Life is jail, I'm doing time. But for what I've done no crime. All this shit was done to me. There's only one way to set myself free. Here in life without a reason, this ain't fun, this is treasson. Look in the mnirror my stomach gets sick, look at the clock and her time s endless tick. Trapped behind these bars of hate, no patients for an endless wait. Craving wounds into my skin, to kill myself would be a sin. What have I done wrong? Why is life so funking long. Nothing turns out right. So why should I even try. Everthing I do turns out the same, it's always me who bows my head in shame. All through life I played the fool , drowning in the living pool. Just for once I'd like tow in, yeah I know that these chances are slim. Through this mess I try pray hoping my life might change one day. No one around to hear me call, no one around to break my fall. My smile is fake, I can't pretend cause I'm the one who lost again.
Made To Suffer
Minutes seem like hours, hours seem like years. This room is filled with people, and they shed their tears. You're the one who's crying but I'm the one in pain .I 'm pounding on the walls in a room inside my brain. Plugs shoved up my nose, in my veins a hose. Machines control my breath. THIS IS WORSE THEAN DEATH. I'm not the one I used to be, I'm a shell, a corpse, I'm not me. I'm brain dead, you'd rather see me suffer instead. Sooner or later you'll forget that I'm lying here, and I'll wait foreve, lifelss in my head.

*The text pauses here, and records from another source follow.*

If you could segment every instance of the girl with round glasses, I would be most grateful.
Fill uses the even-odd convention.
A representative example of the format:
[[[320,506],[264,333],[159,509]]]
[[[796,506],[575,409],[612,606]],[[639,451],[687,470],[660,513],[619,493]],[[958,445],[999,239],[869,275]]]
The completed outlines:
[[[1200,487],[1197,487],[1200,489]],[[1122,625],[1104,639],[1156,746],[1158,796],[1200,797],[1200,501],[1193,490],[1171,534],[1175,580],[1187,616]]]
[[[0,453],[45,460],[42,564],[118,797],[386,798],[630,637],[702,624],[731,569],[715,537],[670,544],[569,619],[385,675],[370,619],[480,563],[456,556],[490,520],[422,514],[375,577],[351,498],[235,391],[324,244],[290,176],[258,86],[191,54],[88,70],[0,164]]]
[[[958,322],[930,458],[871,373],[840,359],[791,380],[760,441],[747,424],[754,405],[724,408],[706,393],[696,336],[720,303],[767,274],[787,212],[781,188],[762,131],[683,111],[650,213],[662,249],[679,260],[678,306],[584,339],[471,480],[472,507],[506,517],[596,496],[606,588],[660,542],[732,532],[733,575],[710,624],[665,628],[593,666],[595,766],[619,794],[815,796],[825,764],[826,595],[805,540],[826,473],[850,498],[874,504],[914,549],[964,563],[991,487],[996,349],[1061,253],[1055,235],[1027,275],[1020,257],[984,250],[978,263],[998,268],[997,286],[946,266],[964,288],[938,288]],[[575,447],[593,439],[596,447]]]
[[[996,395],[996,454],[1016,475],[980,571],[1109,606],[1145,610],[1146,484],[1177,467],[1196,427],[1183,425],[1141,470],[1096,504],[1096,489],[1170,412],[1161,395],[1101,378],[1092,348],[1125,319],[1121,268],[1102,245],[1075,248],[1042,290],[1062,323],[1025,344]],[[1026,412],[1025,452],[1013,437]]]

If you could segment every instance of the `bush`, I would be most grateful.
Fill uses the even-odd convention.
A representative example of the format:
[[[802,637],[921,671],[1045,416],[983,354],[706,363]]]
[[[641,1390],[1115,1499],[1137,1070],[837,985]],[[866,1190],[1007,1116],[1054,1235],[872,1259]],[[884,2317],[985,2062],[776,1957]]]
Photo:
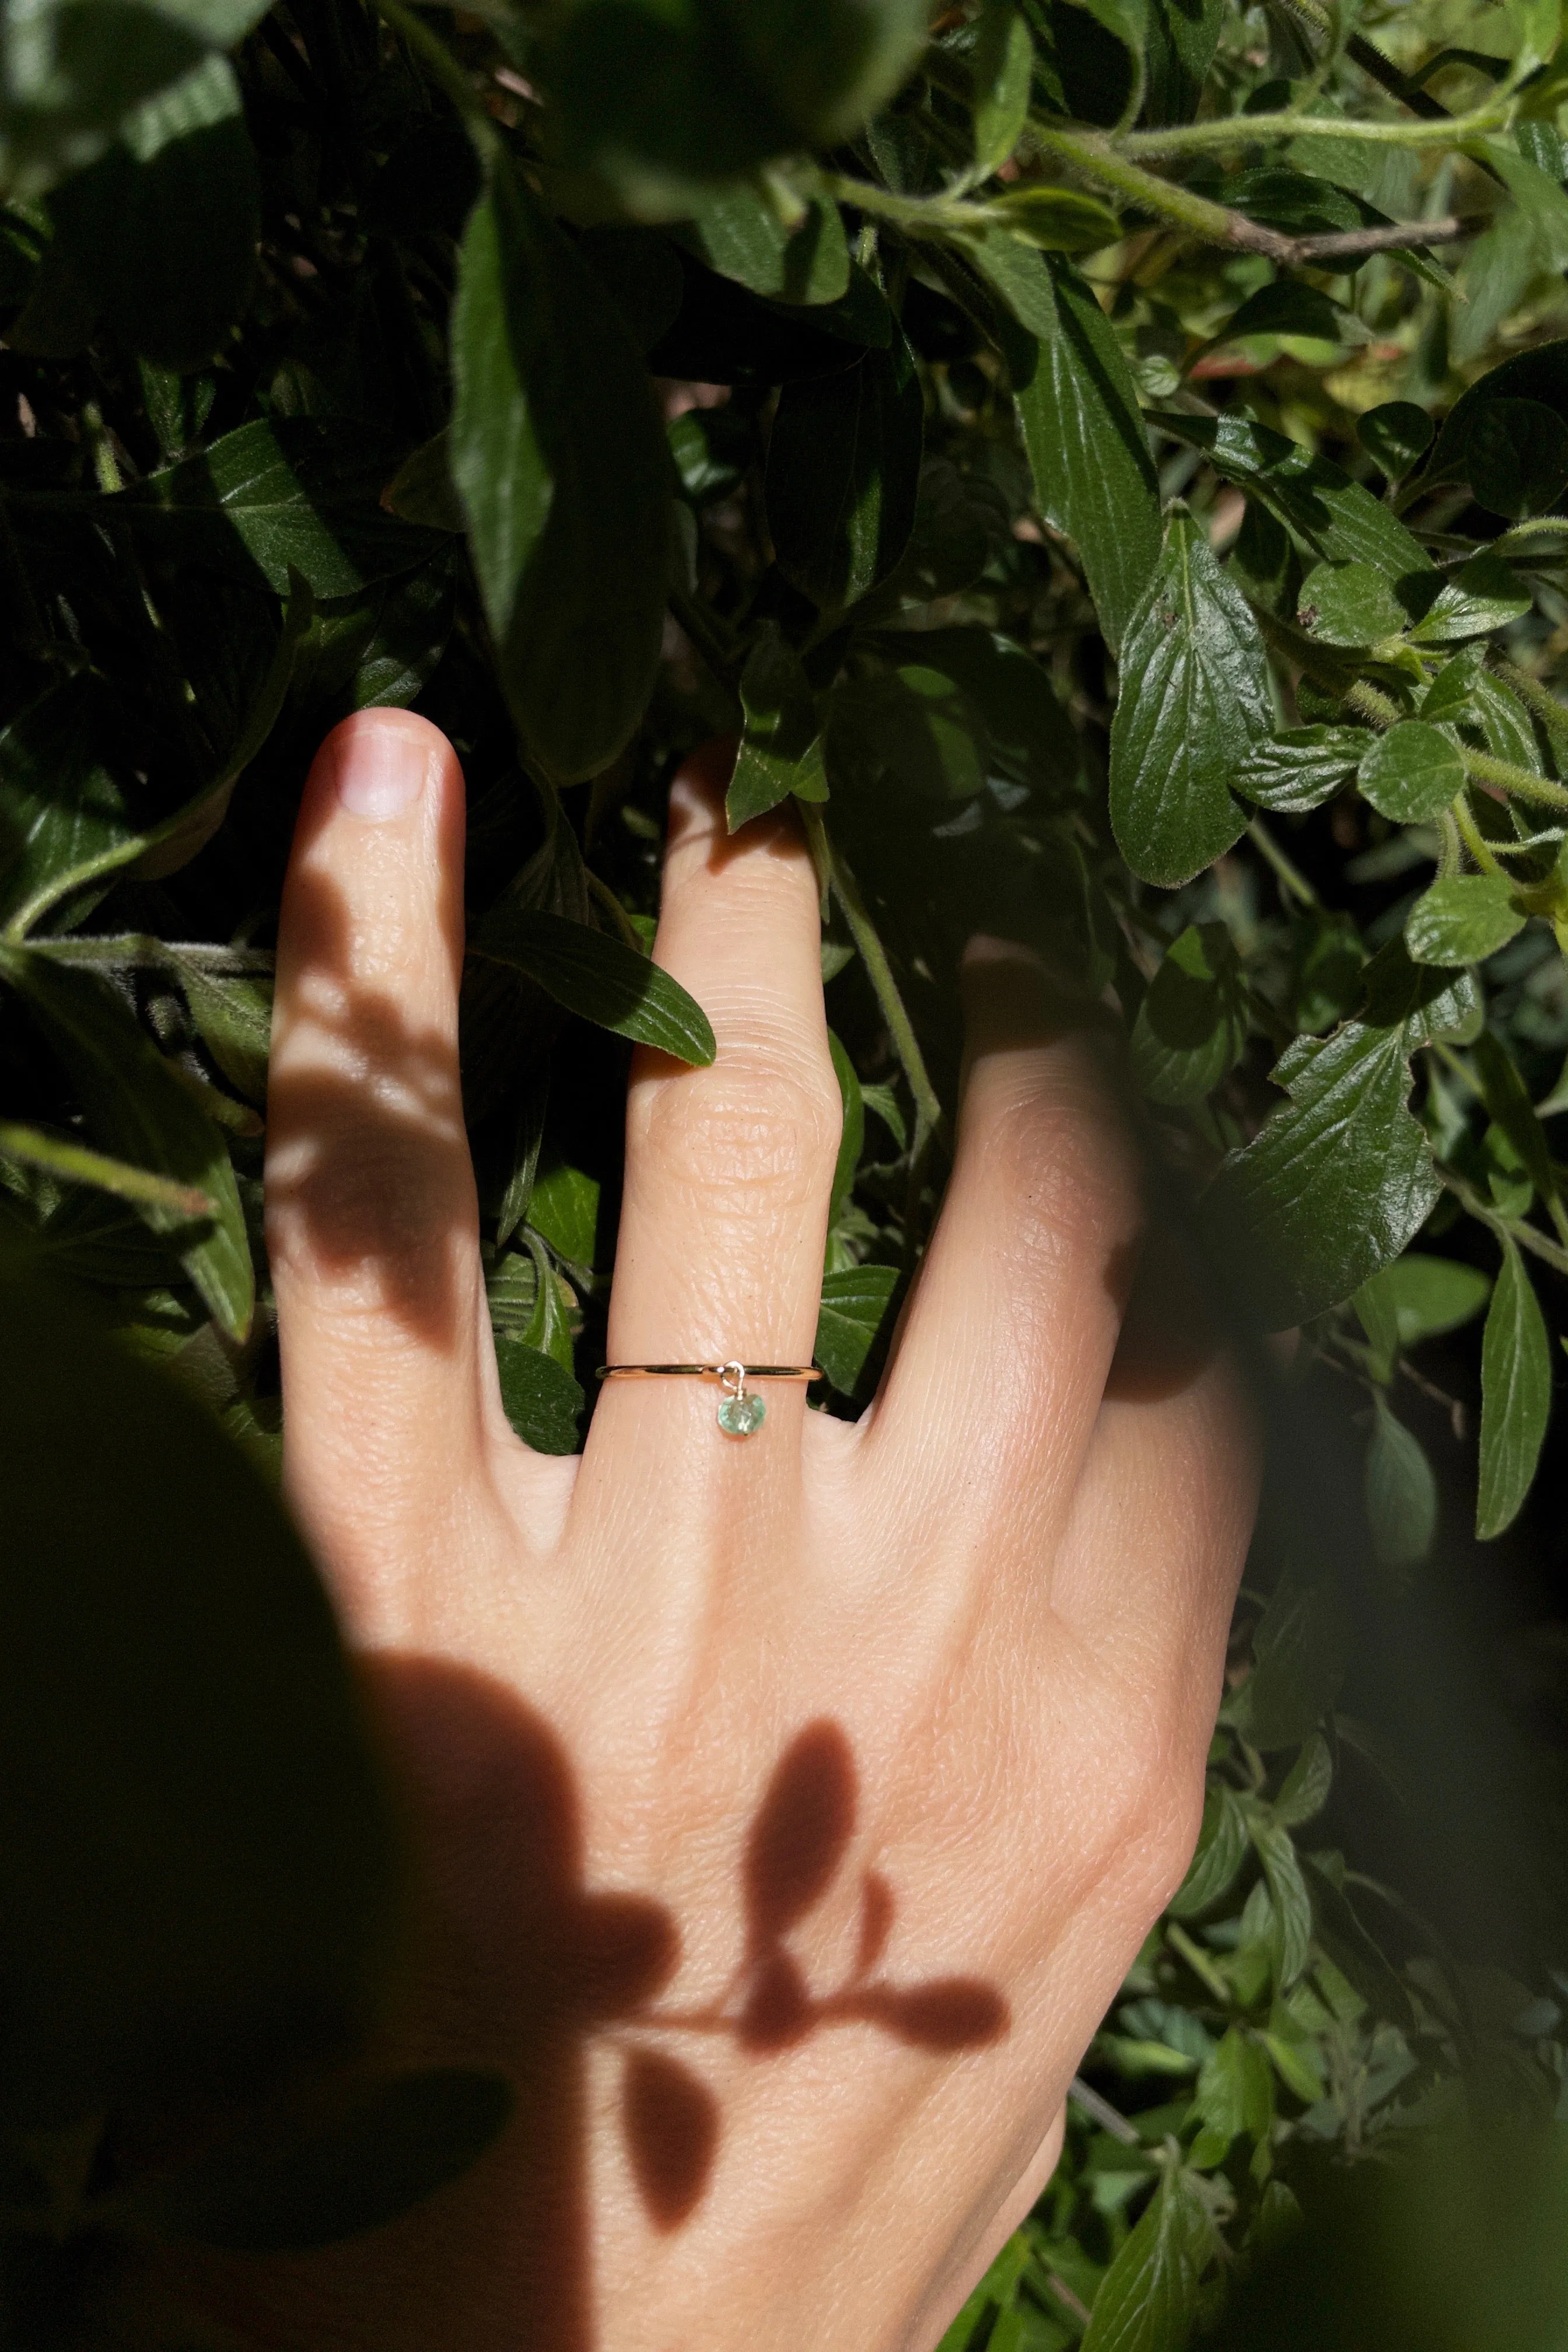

Fear in my eyes and I can't look ahead. Will Jesus Christ forgive me for this waste of life I've lead? I don't think he will I've still got time to kill. Will there ever be a day when all this pain is washed away? Why am I here, is there a reason? Do I serve a purpose or is it all worthless? A battle never won, this burden weighs a ton. Why can't I see clearly, what the fuck is wrong with me? Slowly I'm dying from manic depression inside I'm crying out tears of aggression. The pain is so intense, if rips me apart, anger and hate is all that's left in my heart. I FEEL SO TORN APART.
Fear of Livin
Why does my life feel so wrong? Why do I feel hate so strong? Why do I go thorough such stress? Life in my eyes is such a mess. I'm stuck in a hole, there's no way out. And it only gets deeper, without a doubt. I'm trapped in my feelings, just like a maze. And all you can say is, its just a phase. I've felt like this through all my years. Through all the paon and all the tears. Why do I go through such stress, life in my eyes is such a mess. Even though the pain never felt so strong. I've always tried to tell myself that I was wrong. I tried to shut it out. I tried to keep it in. I never let it out. Confused it as a sin. I tried to end my life, I didn't have the guts, voices in my head made me feel like I was nuts. Problems always there, they never go away, always running sacre.....CAN'T FACE ANOTHER DAY.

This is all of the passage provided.